I have added two ways to run the app. Either through Docker/podman containers or through Python invocation.

For Python I opted for a conda env using micromamba which is really awesome and simple to get a environment that’s reproducible.

Solara findings

solara.reactive is awesome

This simple tool enables things that are essentially impossible or creates unmaintainable code in Streamlit. To do similar things you’d need to hack the state.

Having a multi-stage app like this app where you checkpoint each step into the state would be such a impossibility.

Solaras UI/logic separation is better but not perfect

This might be on myself as I started using Streamlit before Solara. But Solara states that they separate UI and logic better than competitors through reactive state. My experience is that it’s almost as easy to create the same interdependent mess as in Streamlit.

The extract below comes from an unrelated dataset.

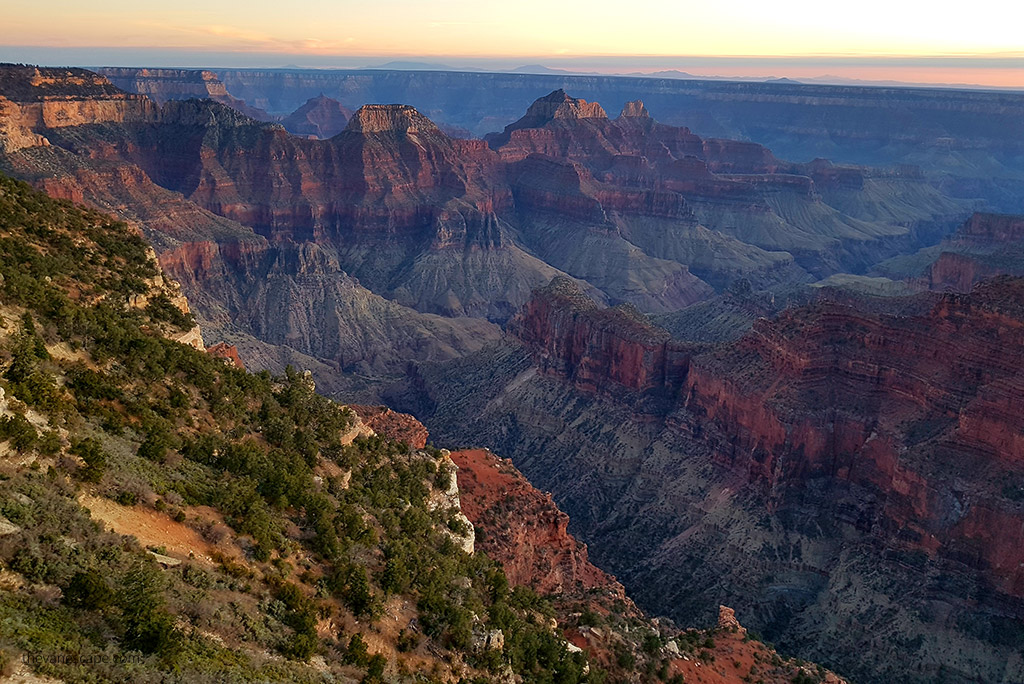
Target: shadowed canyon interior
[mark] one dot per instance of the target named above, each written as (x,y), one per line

Perhaps Reacts “clean” separation is more because of having a clear boundary between backend/frontend rather than React itself.

Solara Issues

I found myself having big problems with “resetting” state of variables that depend on the Operating System. In Streamlit you can use st.reload() to reload the whole UI, Solara does not have something similar.

My problem was that I have model/video download as part of the UI, and solara.reactive variables that has these variables. It’s not really possible to update these when changing tabs.
For now there was a decent work-around, rather than using Tabs I use Select to change page. By changing page this way the solara.reactive variables are reloaded.

Outro

This is it for today! I hope you enjoyed and potentially became intrigued to test Solara.

I hope to be back within 2 months, to make sure I keep my New Years Resolution 😉.